Ollie Chang, Taipei; Willis Ke, DIGITIMES Asia 0

Credit: OpenAI

Leading AI companies like OpenAI, Anthropic, and Google are encountering significant challenges in developing their next-generation AI models. Progress has fallen short of expectations, with models like OpenAI's "Orion" and Anthropic's "Claude 3.5 Opus" failing to meet internal benchmarks, resulting in delayed releases.

Reports from The Information, Bloomberg, and Reuters revealed that while "Orion" surpasses OpenAI's current large language models (LLMs), its performance lacks the dramatic improvement seen between GPT-3.5 and GPT-4. It also shows weakness in specific tasks like programming. Similarly, Google's upcoming Gemini iteration and Anthropic's Claude 3.5 Opus have demonstrated only incremental improvements despite substantial investments in model scaling.

Originally planning to release Claude 3.5 Opus by late 2024, Anthropic has recently removed timeline references from its website. Within the company's model hierarchy--Opus, Sonnet, and Haiku--Opus represents the most powerful version, yet its latest iteration remains unreleased.

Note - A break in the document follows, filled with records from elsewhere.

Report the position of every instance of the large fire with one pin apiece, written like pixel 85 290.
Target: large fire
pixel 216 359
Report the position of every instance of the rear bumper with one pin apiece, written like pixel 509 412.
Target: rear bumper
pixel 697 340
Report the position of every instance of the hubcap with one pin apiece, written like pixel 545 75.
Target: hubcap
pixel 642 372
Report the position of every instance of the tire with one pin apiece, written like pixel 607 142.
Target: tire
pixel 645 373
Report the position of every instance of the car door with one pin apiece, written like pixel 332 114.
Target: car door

Scaling law loses momentum

For years, AI development has relied on the Scaling Law, proposed by OpenAI in 2020, which correlates performance improvements with increased model parameters, training data, and computational resources. However, recent trends indicate diminishing returns, as marginal performance gains no longer justify the enormous costs of scaling.

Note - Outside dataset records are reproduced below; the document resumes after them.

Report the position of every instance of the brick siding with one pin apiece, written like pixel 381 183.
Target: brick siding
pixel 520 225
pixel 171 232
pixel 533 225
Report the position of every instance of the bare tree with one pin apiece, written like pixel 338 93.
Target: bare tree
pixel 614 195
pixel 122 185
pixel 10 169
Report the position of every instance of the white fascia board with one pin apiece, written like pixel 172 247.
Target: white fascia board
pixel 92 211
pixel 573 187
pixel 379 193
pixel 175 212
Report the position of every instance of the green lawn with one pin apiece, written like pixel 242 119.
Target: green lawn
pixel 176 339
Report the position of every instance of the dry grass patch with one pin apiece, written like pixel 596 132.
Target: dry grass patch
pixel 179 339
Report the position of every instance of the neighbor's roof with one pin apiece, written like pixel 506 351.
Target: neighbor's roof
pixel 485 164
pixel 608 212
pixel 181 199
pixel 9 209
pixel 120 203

Ilya Sutskever, OpenAI co-founder and CEO of startup SSI, who once championed the Scaling Law, now acknowledges its benefits have plateaued. He noted, "The 2010s were the era of model scaling. Today, everyone is searching for the next miracle." Additionally, Hugging Face scientist Margaret Mitchell suggests that building versatile AI models may require fundamentally new approaches.

However, Microsoft CTO Kevin Scott maintains that the Scaling Law remains crucial for advancing LLMs. He anticipates a shift from model training to inference optimization, enabling broader applications and better cost efficiency.

New frontiers emerge

Anthropic CEO Dario Amodei views the Scaling Law as an empirical guideline rather than a universal rule, stating, "I'm betting on it to continue, but I'm not entirely sure." Bill Gates predicts the law's relevance will persist for several years but emphasizes advancing AI metacognition--human-like thinking and planning--as the next frontier. Gates anticipates breakthroughs in metacognition by 2025, enabling AI to "step back and think" for improved accuracy and decision-making.

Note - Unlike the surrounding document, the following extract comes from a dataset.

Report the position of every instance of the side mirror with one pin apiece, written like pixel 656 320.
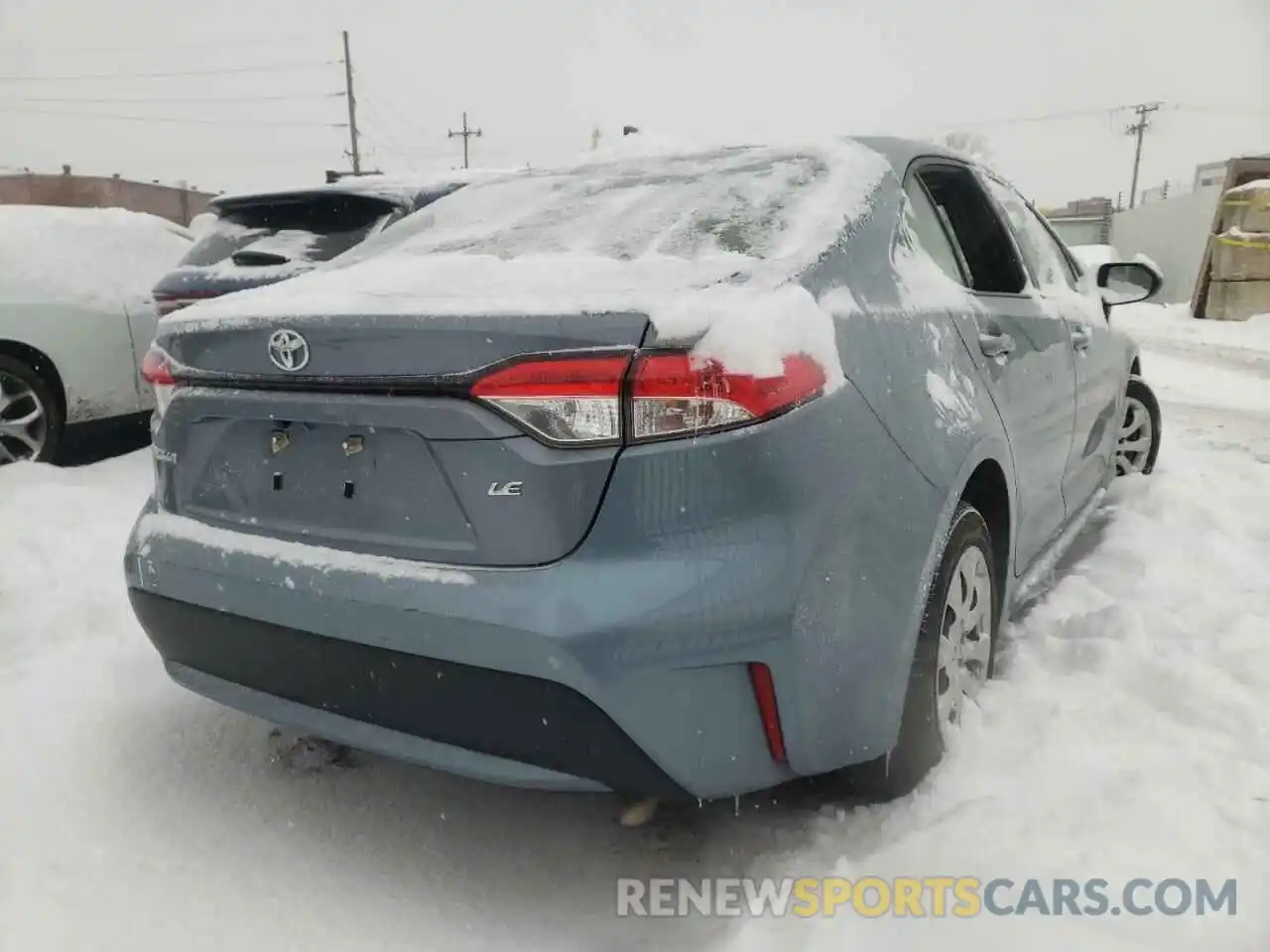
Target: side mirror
pixel 1128 282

These scaling limitations have driven companies to explore alternative strategies. OpenAI has established "Foundations Teams" to optimize inference stages, introducing techniques like "test-time compute." This enables LLMs to simulate multi-step reasoning in real-time, significantly improving performance in logic-driven tasks. OpenAI scientist Noam Brown notes that allowing AI 20 seconds to "think" during a task can match the performance gains from a 100,000-fold increase in model size or training time.

Furthermore, OpenAI is shifting focus toward AI agents as the next generative AI breakthrough. CEO Sam Altman recently announced that GPT-5 would not release in 2024, with a new AI agent codenamed "Operator" scheduled for early 2025. Operator is designed to handle complex tasks, such as writing code and trip planning, with application programming interfaces (APIs) to follow.

Quality trumps quantity in training data

As high-quality training data becomes scarce, AI companies are implementing innovative solutions. OpenAI has partnered with numerous publishers, including TIME Magazine and The Wall Street Journal, to license content for training. Other firms are utilizing synthetic data and specialized labeling to enhance model quality.

Anthropic's Amodei and Microsoft's Scott agree that the quality and diversity of training data now supersede sheer quantity. Companies are increasingly recruiting domain experts to refine data labeling and ensure precise, context-aware AI responses. Despite challenges, industry leaders remain optimistic about sustaining AI progress through breakthroughs.